Of both of my girls, this daughter follows that pattern most of all. She’s incredibly creative and simplicity rules. She always thinks she wants the latest and greatest but in the end, she’s rather really just have what she already has.

My daughter is in good company, as Nancy Gibbs of Time Magazine points out in her essay The Power of Play-Doh…In Tough Times, classic toys still hold their town.

Gibbs recalls that the best present of her childhood was a stuffed grey elephant that went everywhere with her and created ours of amazing play. She notes:

“Friends tell me how to this day, the smell of new plastic evokes Baby Tender Love. They recall the gust of freedom a new bike blew in, and the endless architectural possibilities provided by a tub of Legos: six bricks fit together in 102,981,500 ways. Will any of this season’s hot toys leave marks so deep? Or would strapped parents do better to remember the toys that changed them and go looking elsewhere?”
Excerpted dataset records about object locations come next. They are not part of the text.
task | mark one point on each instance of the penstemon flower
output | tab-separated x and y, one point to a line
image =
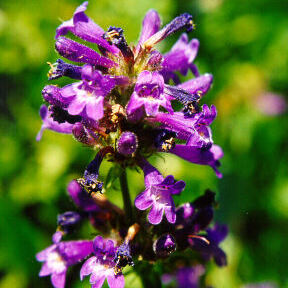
121	103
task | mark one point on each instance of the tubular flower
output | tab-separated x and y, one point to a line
158	195
102	265
58	257
122	103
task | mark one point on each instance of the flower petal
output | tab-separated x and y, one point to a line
45	270
99	282
156	214
58	280
115	281
94	108
87	267
143	200
42	255
80	53
170	213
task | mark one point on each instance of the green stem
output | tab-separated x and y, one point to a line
126	197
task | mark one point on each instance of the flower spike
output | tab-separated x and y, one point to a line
183	21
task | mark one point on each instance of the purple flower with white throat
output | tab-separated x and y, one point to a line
158	194
102	265
148	92
180	58
58	257
88	95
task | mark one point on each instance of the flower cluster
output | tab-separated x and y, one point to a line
123	104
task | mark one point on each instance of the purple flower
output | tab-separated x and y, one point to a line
127	143
80	53
102	265
81	198
87	96
148	92
193	128
158	194
60	69
58	257
83	27
180	58
49	123
164	245
199	85
150	26
183	21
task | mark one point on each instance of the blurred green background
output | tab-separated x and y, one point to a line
244	44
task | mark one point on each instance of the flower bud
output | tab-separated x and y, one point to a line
127	143
68	220
164	245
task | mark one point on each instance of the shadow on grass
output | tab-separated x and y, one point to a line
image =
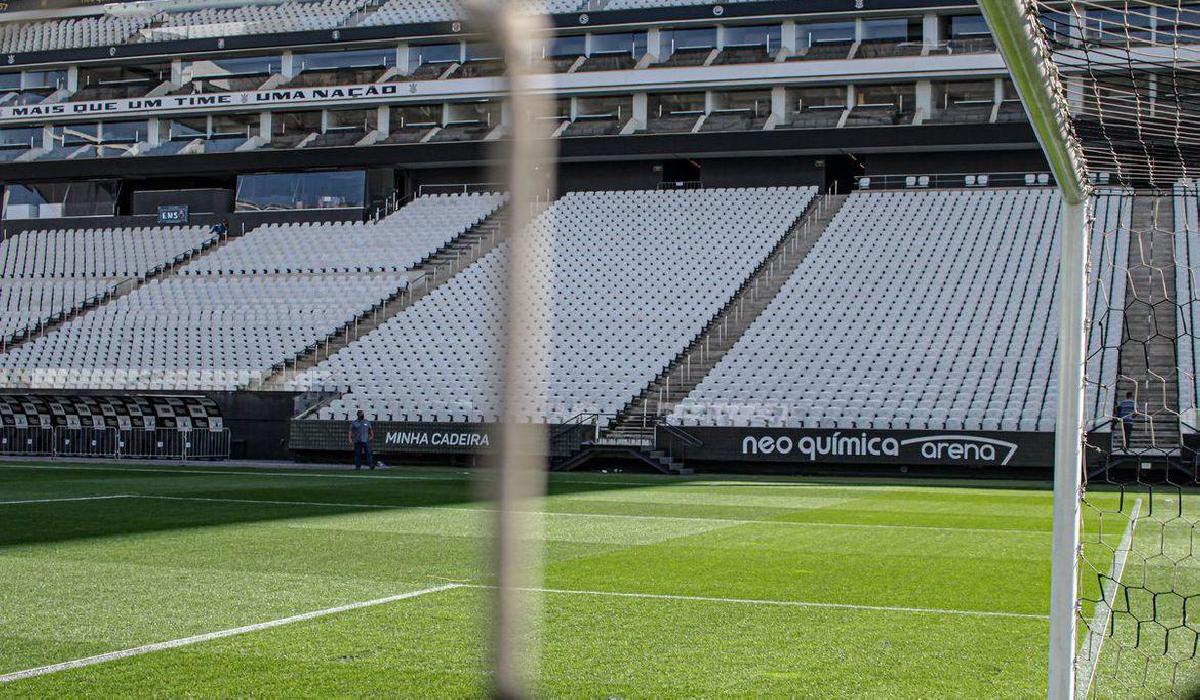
161	497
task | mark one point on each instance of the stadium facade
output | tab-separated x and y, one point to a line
785	234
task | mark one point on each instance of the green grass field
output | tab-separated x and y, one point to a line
655	587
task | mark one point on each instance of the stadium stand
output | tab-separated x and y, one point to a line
675	256
964	342
69	34
292	16
1187	294
46	275
245	309
391	245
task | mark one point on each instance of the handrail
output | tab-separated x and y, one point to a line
676	431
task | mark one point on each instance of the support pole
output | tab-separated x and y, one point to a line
521	462
1068	449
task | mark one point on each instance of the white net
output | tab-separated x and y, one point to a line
1125	79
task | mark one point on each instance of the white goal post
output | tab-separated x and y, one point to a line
1037	83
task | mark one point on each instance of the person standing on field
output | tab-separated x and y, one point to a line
361	434
1126	410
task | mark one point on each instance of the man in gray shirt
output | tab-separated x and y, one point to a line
361	434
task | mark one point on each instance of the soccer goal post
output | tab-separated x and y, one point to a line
1036	78
1110	89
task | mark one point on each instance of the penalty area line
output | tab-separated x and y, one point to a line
721	521
213	635
778	603
30	501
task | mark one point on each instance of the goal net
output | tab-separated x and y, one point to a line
1113	90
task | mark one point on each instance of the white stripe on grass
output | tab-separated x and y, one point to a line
724	521
213	635
780	603
558	478
29	501
1090	652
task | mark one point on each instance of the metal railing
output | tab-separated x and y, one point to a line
162	443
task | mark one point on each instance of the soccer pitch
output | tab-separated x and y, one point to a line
653	586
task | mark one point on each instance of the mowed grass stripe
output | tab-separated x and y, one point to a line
316	543
213	635
778	603
730	521
567	479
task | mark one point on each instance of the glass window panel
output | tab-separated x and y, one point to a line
897	29
415	115
899	96
124	131
754	101
22	137
348	119
79	133
763	35
969	25
187	129
619	43
352	59
690	39
827	97
567	46
826	33
285	191
229	125
225	67
441	53
293	121
677	103
483	52
46	79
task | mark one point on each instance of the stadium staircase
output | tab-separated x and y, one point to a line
424	279
1147	359
635	424
123	289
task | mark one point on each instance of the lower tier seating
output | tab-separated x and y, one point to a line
922	310
634	279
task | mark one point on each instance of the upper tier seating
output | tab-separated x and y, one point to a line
228	318
635	275
69	34
289	16
391	245
191	333
426	11
1187	295
922	310
47	274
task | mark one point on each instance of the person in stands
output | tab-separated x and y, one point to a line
361	434
1126	408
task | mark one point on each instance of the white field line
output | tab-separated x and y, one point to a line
396	474
1090	652
780	603
729	521
211	635
66	500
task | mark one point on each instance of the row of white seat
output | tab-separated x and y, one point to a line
923	310
634	277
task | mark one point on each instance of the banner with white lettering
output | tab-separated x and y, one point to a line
397	438
867	447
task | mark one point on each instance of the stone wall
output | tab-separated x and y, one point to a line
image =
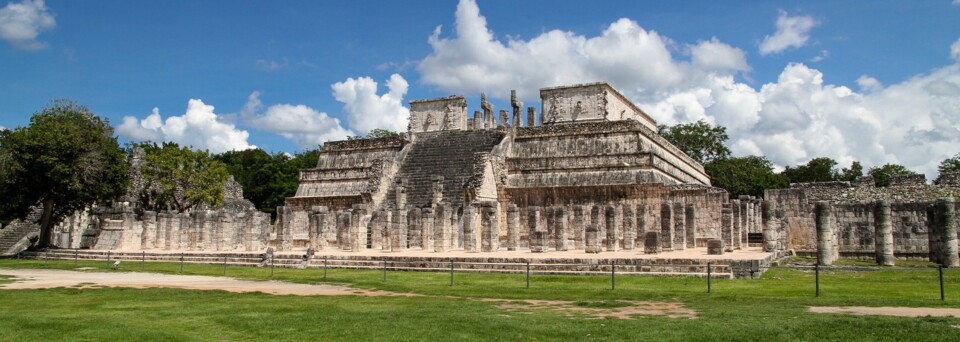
909	198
Gibbs notes that ” (t)he best toys transcend, their survival a testament to their purpose and power” and gives the examples of the yo-yo, kite, legos, crayons, and slinky.

At the same time, according to Gibbs,  ”(t)he worst toys are the opposite: overdesigned, overengineered, the product of so much imagination on the part of the toymaker that they require none from the child.” These are all the fad toys that come and go each season. She gives the example of this year’s Zhu Zhu hamster.

The bells and whistles of some toys and gadgets, like the iTouch, can be alluring but are not what keep our kids interests long term. What they need more than anything is time to have a childhood and simple things to use when their imaginations kick in.

BTW, what’s your favorite memory from your childhood? I have two. One is taking all the blankets and sheets from my mom’s linen closet and making a fantastic tent village in the basement with some friends and the other is taking some basic blocks, and I mean basic, and building an enormous village with the same friends. We had hours of fun with those blocks…and were in middle school when that village was built!

So, we’re planning on helping our daughter get off the iTouch path so she can have fun doing what we know she’d rather be doing…dancing and singing with her friends with her current ipod plugged into some speakers and rewriting the lyrics in thousands of different ways. That’s where her heart is…and our job as parents is to help her see that and help her understand that some things may look cool but are just a waste of money in the end.